The protagonist in this book is Alma Whitaker.  Alma is an independent, intelligent woman. Born into a family whose fortunes were built because of botany, Alma’s curiosity is encouraged as a child. She is let loose in the family estate and her five year self goes about collecting botanical samples and studying whatever she can find. There is no topic on which Alma does not have an opinion. However, she is still not quite free as she rarely ventures out of her home. Later, she remains at home because of a sense of duty towards her father, after the death of her mother.

Alma is a brilliant character. There is no question to which Alma does not want an answer. She spends her time in the most productive manner (although missing out on some of the things that life has to offer) and she is mostly self sufficient. Her entire quest seems to be the pursuit of knowledge. It’s like how she says towards the end of the book “All I ever wanted was to know this world”.
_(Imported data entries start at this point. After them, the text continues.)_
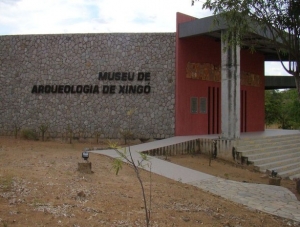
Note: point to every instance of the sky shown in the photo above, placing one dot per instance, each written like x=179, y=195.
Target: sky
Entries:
x=18, y=17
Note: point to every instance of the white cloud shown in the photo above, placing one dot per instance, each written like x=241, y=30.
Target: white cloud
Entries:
x=89, y=16
x=274, y=69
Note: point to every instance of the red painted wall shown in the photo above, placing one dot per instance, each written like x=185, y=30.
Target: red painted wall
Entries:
x=203, y=49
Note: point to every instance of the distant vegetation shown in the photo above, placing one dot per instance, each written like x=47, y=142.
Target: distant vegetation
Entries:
x=282, y=108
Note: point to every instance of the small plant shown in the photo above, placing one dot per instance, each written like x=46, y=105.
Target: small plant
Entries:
x=6, y=183
x=127, y=135
x=97, y=134
x=17, y=129
x=126, y=155
x=29, y=134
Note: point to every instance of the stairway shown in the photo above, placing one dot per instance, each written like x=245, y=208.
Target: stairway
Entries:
x=279, y=153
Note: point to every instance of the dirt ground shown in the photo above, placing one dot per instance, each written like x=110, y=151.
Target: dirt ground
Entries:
x=40, y=186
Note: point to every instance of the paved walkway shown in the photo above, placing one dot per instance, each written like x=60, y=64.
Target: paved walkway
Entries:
x=274, y=200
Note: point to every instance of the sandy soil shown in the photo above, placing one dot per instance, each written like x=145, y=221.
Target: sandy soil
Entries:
x=40, y=186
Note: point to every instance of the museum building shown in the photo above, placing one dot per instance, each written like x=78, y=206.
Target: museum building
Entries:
x=175, y=83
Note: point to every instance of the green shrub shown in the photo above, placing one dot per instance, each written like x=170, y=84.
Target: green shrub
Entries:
x=29, y=134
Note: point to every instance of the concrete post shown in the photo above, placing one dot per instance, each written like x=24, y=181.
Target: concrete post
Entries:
x=230, y=91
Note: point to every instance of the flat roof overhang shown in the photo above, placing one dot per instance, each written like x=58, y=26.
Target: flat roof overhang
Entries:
x=279, y=82
x=206, y=26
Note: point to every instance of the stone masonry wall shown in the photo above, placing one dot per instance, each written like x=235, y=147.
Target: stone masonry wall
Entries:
x=54, y=80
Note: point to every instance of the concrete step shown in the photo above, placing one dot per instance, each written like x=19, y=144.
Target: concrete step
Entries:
x=275, y=143
x=276, y=155
x=294, y=176
x=288, y=167
x=280, y=153
x=288, y=173
x=258, y=140
x=272, y=165
x=273, y=148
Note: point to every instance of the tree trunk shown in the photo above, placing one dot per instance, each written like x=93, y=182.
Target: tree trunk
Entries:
x=297, y=81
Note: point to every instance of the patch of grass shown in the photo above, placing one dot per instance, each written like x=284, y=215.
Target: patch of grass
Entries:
x=29, y=134
x=6, y=183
When it comes to the book, it revolves around some theories. One of them is the theory of the German mystic Brohme as illustrated in his book ‘The Signature of all Things’. His theory states that God created everything in nature, leaving behind his trace on everything, to show mankind how it can be used. That is why plants resemble some parts of the human body and how they are beneficial for the human body is indicated by the same.

Another theory is the theory of Natural Selection (yeah, the Charles Darwin one) wherein there are strong creatures and there are weak creatures. The fittest survive and hence, everything has to adapt to stay alive.

The author pits the two theories together, both of them belonging to opposite schools of thought and serves a philosophical treatise on nature, mankind and the pursuit of knowledge. Yet, Alma is not satisfied with both explanations. The book neither attempts to answer a specific question nor take a stand. But what it does is offer possibilities, of how the logical and the illogical can both co-exist. Sometimes, there are just no explanations offered by nature and we are free to derive our own reason (or lack of it). But what is important is the pursuit of knowledge and the happiness that its pursuit can give to a person.

I am not sure whether this is a feminist novel although the main character Alma is one. I love how she is so self sufficient and yet so aware of her body (even though she needed to have let herself loose a little bit more). At the same time, Gilbert steers clear of some of the controversial aspects of Darwin’s theory. There are some feminist school of thoughts that do not quite like evolutionary psychology (since it stresses much on man and woman being essentially ‘different’ and hence, not equal, along with giving justifications for promiscuity and the ‘rape gene’). However,  it is fascinating how Alma refuses to accept things on face value and goes down to the depth of everything. She comes to conclusions based on science and logic and can’t help but try to account for things in nature that do not seem to have an explanation.  However, she admits that there are some things that can’t be explained. At the same time, she is very much humane in the way she is aware of her bodily needs and her need for love and affection.

The book is fiction and philosophy, both rolled into one. The writing style is interesting and retains a style typical of that period of time. However, it is also contemporary at the same time. Please read this book if all you expect from the book is that it makes you think.

About the book: The Signature of All Things | Elizabeth Gilbert | Bloomsbury Publishing | Fiction | 499 pages | Rs. 599

Note: I was provided with an advanced uncorrected proof of this book by the publishers, Bloomsbury Publishing.